Shrouded in legends, the Moeraki Boulders are a South Island natural tourist attraction en route from Oamaru to Dunedin.
The Moeraki Boulders are rock formations, round in shape, and lie on Koekohe Beach in northern Otago. They look like otherworldly spheres of rock that were cut in half and arbitrarily placed on the beach. Many show lines and cracks that make them resemble turtle shells. In fact, you will overhear other visitors discussing many a theory regarding the origin of the boulders as you stroll along the beach. Some suggest they landed there after a volcanic explosion, others refer to them as dinosaur eggs or even go as far as claiming they have something to do with aliens.
The scientific explanation behind the boulders, albeit less glamorous, is nonetheless quite fascinating: the rocks are the product of sediments that accumulated at the bottom of the sea over 60 million years ago. Over time, coastal erosion revealed what scientists call septarian concretions. Quite a fancy name. In this magical atmosphere, it almost sounds like an incantation.
The legend of Araiteuru
But, more importantly, a Maori legend surrounds these mystical spheres on the South Island’s east coast. Maori legends tell of a great migration, when their ancestors travelled from their homeland of Hawaiki to Aotearoa in over 40 large wakas (canoes).
Araiteuru, a famous canoe on a journey to find precious pounamu (greenstone), fell victim to a storm near Matakaea (Shag Point) and sank. The legend says the hull of the canoe became the reef, the kumara (sweet potato) it carried turned into stones and the round food baskets and water-carrying gourds transformed into the Te Kaihinaki, the Moeraki Boulders, forever petrified on Koekohe Beach.

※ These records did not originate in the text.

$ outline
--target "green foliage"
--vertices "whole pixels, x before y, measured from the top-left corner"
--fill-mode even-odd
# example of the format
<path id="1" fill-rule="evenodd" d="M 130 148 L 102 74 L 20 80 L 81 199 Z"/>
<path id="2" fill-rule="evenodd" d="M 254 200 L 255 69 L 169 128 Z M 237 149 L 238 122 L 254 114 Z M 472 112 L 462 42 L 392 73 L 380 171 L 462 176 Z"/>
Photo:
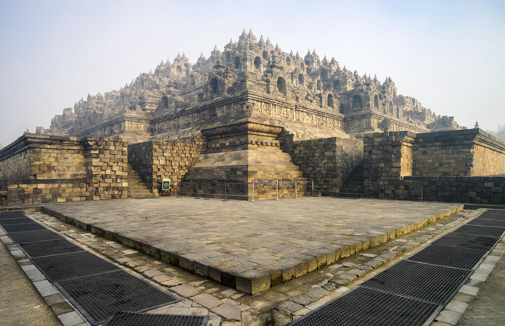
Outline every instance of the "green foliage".
<path id="1" fill-rule="evenodd" d="M 498 125 L 498 130 L 496 131 L 486 130 L 486 132 L 491 134 L 498 139 L 505 141 L 505 125 Z"/>

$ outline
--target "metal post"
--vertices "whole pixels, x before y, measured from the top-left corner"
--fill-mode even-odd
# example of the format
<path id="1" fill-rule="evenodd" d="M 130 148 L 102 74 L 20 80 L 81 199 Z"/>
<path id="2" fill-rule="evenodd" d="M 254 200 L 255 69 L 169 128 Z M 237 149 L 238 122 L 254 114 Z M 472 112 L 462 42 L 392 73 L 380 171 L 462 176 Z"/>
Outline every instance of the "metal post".
<path id="1" fill-rule="evenodd" d="M 275 182 L 275 200 L 279 200 L 279 180 Z"/>
<path id="2" fill-rule="evenodd" d="M 182 188 L 182 181 L 179 183 L 179 196 L 176 196 L 176 197 L 181 197 L 181 188 Z"/>
<path id="3" fill-rule="evenodd" d="M 252 200 L 251 201 L 256 201 L 254 200 L 254 180 L 252 180 Z"/>
<path id="4" fill-rule="evenodd" d="M 209 183 L 208 182 L 208 183 L 206 183 L 205 184 L 206 185 L 206 187 L 207 187 L 207 198 L 204 198 L 204 200 L 205 199 L 207 199 L 207 200 L 210 199 L 210 198 L 209 198 Z"/>
<path id="5" fill-rule="evenodd" d="M 224 199 L 223 199 L 223 201 L 228 201 L 228 199 L 226 199 L 226 182 L 224 182 Z"/>
<path id="6" fill-rule="evenodd" d="M 199 199 L 200 197 L 198 196 L 198 182 L 195 182 L 195 184 L 196 185 L 196 198 L 195 199 Z"/>

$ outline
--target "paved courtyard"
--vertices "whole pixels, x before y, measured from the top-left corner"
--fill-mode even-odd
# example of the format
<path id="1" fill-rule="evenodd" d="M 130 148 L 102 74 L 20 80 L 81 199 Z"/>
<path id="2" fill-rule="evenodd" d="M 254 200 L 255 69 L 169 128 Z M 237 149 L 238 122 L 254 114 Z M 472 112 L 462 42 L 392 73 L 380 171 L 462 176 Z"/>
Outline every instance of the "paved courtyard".
<path id="1" fill-rule="evenodd" d="M 388 235 L 411 231 L 424 224 L 420 222 L 454 212 L 461 205 L 309 197 L 256 202 L 163 197 L 44 206 L 114 233 L 123 242 L 128 238 L 131 244 L 159 249 L 162 259 L 164 254 L 166 261 L 254 293 L 331 263 L 339 255 L 381 243 Z"/>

No matter what theory around the Moeraki Boulders you subscribe to, you will find them a worthy stop on your road trip. Try to visit at sunrise for some spectacular nature photography!
How to get there
The boulders are on Koekohe Beach, right off SH1, between Oamaru and Dunedin. There’s a car park with a cafe and souvenir shop; just follow the path that leads down to the beach.